MicroStrategy recommends storing the result caches locally if your users mostly do ad hoc reporting. In ad hoc reporting the caches are not used very much, and the overhead incurred by creating the caches on a remote file server outweighs the low probability that a cache may be used. On the other hand, if the caches are to be heavily used, centralized caching may suit your system better.

For steps to configure cache files with either method, see Configure Caches in a Cluster.

Local Caching

In this cache configuration, each node maintains its own local Intelligent Cubes and local cache file and, thus, maintains its own cache index file. Each node's caches are accessible by other nodes in the cluster through the cache index file. This is illustrated in the diagram below.

For example, User A, who is connected to node 1, executes a report and thus creates report cache A on node 1. User B, who is connected to node 2, executes the report. Node 2 checks its own cache index file first. When it does not locate report cache A in its own cache index file, it checks the index file of other nodes in the cluster. Locating report cache A on node 1, it uses that cache to service the request, rather than executing the report against the warehouse.

Centralized Caching

In this cache configuration, all nodes in the cluster use one shared, centralized location for Intelligent Cubes and one shared, centralized cache file location. These can be stored on one of the Intelligence Server machines or on a separate machine dedicated to serving the caches. The Intelligent Cubes, History List messages, and result caches for all the Intelligence Server machines in the cluster are written to the same location. In this option, only one cache index file is maintained. This is illustrated in the diagram below.

For example, User A, who is connected to node 1, executes report A and thus creates report cache A, which is stored in a centralized file folder. User B, who is connected to node 2, executes report A. Node 2 checks the centralized cache index file for report cache A. Locating report cache A in the centralized file folder, it uses that cache to service the request, regardless of the fact that node 1 originally created the cache.

Synchronizing History Lists

A History List is a set of pointers to cache files. Each user has their own History List, and each node in a cluster stores the pointers created for each user who is connected to that node. Each node's History List is synchronized with the rest of the cluster. Even if report caching is disabled, History List functionality is not affected.

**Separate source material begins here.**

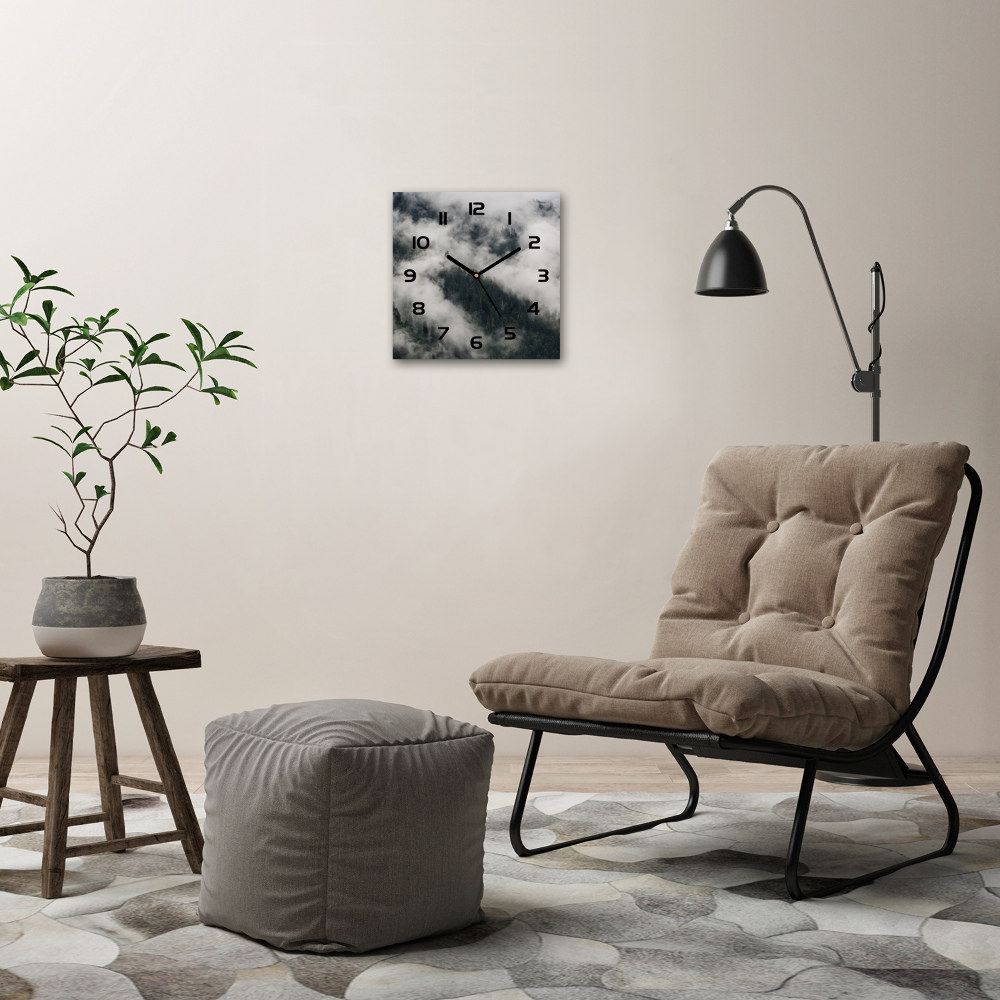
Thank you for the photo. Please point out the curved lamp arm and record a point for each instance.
(737, 205)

If you are using a database-based History List, History List messages and their associated caches are stored in the database and automatically synchronized across all nodes in the cluster.

If you are using a file-based History List, the Intelligence Server Inbox folder contains the collection of History List messages for all users, which appear in the History folder in Developer. Inbox synchronization refers to the process of synchronizing History Lists across all nodes in the cluster, so that all nodes contain the same History List messages. Inbox synchronization enables users to view the same set of personal History List messages, regardless of the cluster node to which they are connected.

For more background information on History Lists, see Saving Report Results: History List. For steps to set up History List sharing in a file-based system, see Configure Caches in a Cluster.

MicroStrategy recommends that you enable user affinity clustering to minimize History List resource usage. User affinity clustering causes Intelligence Server to connect all sessions for a user to the same node of the cluster. This enables Intelligence Server to keep the user's History List on one node of the cluster. Resource use is minimized because the pointers to the History List are not stored on multiple machines. In addition, if you are using a file-based History List, the History List is never out of sync across multiple nodes of the cluster. For instructions on how to enable user affinity clustering, see Configure Caches in a Cluster.